Two Muslim Brotherhood leaders have been killed in suspicious circumstances by the Egyptian security forces.
A ministry statement carried by the official MENA news agency said 61-year-old Dr. Mohammed Kamal, a physician by profession, was killed along with Yasser Shahata Ali Ragab in an exchange of gunfire as police tried to arrest the two late on Monday (Oct 3, 2016) night.
But a Brotherhood statement posted on its official website shortly after reports of the shootout surfaced said Dr. Kamal had been arrested by police, suggesting he was killed after being taken into custody.
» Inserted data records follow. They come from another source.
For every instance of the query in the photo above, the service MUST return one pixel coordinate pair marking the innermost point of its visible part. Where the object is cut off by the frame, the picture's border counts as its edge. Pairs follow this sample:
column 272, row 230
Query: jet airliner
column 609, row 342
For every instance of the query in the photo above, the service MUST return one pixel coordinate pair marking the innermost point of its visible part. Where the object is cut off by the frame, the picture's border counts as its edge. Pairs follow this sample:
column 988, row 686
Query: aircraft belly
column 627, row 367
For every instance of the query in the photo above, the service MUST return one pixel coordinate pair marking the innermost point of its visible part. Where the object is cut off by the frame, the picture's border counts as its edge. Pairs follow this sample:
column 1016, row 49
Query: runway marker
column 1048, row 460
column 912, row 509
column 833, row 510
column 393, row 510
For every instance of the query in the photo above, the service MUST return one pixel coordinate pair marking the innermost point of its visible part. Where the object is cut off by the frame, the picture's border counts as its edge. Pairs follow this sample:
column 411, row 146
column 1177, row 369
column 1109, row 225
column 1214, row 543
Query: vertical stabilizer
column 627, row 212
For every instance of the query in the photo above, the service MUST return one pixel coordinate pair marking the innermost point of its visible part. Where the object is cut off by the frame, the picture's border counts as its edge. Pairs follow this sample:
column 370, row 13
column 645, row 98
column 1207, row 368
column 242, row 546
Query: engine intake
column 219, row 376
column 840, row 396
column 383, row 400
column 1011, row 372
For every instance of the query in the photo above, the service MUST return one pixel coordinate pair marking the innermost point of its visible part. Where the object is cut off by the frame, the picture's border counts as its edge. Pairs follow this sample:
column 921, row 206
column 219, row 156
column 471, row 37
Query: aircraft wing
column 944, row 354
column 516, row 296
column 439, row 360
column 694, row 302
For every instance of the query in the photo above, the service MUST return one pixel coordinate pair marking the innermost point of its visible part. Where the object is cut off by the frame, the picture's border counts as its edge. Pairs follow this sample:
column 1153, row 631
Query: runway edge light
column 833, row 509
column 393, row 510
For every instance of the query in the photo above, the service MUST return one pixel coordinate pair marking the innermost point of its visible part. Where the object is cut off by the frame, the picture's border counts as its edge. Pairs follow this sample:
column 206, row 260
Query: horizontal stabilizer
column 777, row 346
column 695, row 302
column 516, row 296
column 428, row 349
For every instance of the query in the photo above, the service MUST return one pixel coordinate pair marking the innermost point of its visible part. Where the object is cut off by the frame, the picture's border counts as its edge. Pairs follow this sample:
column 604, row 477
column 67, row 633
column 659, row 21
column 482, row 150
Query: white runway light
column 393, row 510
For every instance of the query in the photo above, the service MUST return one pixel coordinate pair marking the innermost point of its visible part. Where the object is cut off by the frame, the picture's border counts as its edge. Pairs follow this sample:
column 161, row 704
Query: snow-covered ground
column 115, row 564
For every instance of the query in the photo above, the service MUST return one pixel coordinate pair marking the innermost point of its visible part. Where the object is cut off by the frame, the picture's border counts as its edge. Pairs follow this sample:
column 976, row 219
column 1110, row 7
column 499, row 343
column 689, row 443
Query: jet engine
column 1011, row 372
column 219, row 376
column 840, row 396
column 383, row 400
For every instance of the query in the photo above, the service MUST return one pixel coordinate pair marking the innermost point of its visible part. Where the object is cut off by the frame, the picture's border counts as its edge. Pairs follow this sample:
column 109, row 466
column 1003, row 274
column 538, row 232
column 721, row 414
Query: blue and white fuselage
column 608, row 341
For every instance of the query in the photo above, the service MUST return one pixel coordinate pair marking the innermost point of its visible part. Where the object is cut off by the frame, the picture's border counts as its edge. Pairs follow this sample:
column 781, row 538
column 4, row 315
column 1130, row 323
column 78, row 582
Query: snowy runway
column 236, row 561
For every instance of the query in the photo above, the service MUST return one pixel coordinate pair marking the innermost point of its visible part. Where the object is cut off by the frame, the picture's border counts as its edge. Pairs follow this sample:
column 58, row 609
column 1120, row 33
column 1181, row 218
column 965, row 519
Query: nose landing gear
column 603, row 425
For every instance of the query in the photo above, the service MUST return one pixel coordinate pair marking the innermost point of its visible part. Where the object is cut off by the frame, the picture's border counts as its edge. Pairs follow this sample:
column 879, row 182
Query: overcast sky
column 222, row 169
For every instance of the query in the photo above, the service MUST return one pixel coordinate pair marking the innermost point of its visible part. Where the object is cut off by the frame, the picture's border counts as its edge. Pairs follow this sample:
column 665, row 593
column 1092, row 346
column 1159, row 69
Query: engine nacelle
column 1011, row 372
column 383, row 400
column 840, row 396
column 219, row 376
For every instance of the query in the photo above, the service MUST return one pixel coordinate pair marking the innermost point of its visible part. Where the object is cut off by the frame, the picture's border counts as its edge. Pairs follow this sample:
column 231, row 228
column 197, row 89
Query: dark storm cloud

The statement went on to say: Here's our reply to your heinous crime, to the murderous military junta. "..We announce it, as also the founding Imam Hassan Al-Banna announced it: "To die for the sake of God is our highest aspiration".
London-based Brotherhood leader Mohamed Soudan told Turkish news agency Anadolu:
"Authorities announced the death of Kamal and Shehata shortly after local media reported that they had been arrested. This means that both leaders had been liquidated," he said.
Dr. Kamal was twice sentenced in absentia to life in prison on charges of setting up an armed group and setting off an explosion near a police station, while Ragab was sentenced in absentia to 10 years in jail.
Dr.Kamal was one of the most prominent leaders of the Muslim Brotherhood and a member of the Guidance Bureau. He was previously in charge of the supreme Administrative Committee, known as the youth committee.
He was accused of planning the June 2015 killing in Cairo of Egypt's chief prosecutor, Hisham Barakat.
Dr. Kamal was also accused of master minding the assassination attempt on Egypt's former mufti, Sheikh Ali Gomaa, in Cairo in August 2016. Tellingly, Ansar Beit al-Maqdis claimed responsibility for the attack.
Gomaa was a key supporter of the military's 2013 coup. In public speeches, he has been advocating the use of force against the Muslim Brotherhood.
Harsh crackdown
The mysterious killing of the two Muslim Brotherhood leaders once again highlights the brutal policies of the US-backed military government of Filed Marshall Abdel Fatah el-Sisi who came to power in July 2013 by overthrowing the elected President Mohammad Morsi.
Since President Morsi's outer, the military government has been carrying an extensive crackdown on Morsi's supporters and other government opponents. Thousands of the group's members, including its top leadership, have been jailed for opposing the coup.
On February 2, 2015, an Egyptian court sentenced 183 supporters of the Muslim Brotherhood to death on charges of killing police officers, part of a sustained crackdown by authorities on anti-government elements. The men were convicted of playing a role in the killings of 16 policemen in the town of Kardasa in August 2013 during the upheaval that followed the army's coup against president Mohamed Mursi.